Re^3: Getting/handling big files w/ perl
by roboticus (Chancellor) on Nov 17, 2014 at 12:28 UTC

    Gisel:

    In addition to BrowserUk's tips, one I found useful was to filter the data if you don't need it all. I had to deal with processing a horrendous amount of credit card transaction information in the past, and filtering out the data I didn't need allowed me to save quite a bit of storage space[*]. So if the resulting files have a large amount of data in them you won't ever use, you may find it worth while to filter the data before storing it.

    You mention that the input files are in NetCDF format, so I did a quick surf to Wikipedia's NetCDF article, and see that there are some unix command-line tools for file surgery already available. So if you know the items you need from the files, you may be able to chop out a good bit of data from them and avoid compression altogether. If you're storing the files locally, you can probably avoid the time cost of filtering the data by using your filtering operation as the operation you use to copy to long-term storage (saving some network traffic to your SAN in the bargain).

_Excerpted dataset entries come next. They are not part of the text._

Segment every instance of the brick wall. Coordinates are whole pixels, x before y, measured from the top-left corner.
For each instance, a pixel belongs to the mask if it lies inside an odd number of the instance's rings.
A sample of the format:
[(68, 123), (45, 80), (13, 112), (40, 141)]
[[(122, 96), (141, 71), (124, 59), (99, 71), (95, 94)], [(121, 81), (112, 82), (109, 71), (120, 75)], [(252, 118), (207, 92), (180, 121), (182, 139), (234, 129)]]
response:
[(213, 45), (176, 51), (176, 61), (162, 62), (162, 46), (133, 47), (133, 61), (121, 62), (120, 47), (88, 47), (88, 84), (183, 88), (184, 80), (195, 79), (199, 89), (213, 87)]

    *: My original purpose wasn't to save the disk space, but to use a single file format for my process. The incoming data was in multiple very different format types. (About 15 different file formats, IIRC.) The processor needed the files sorted and in a different format. The resulting space savings (Substantial!) was just a product of the input file format.

    Update: Fixed acronym... (I wonder what IIRS might mean? D'oh!)

    ...roboticus

    When your only tool is a hammer, all problems look like your thumb.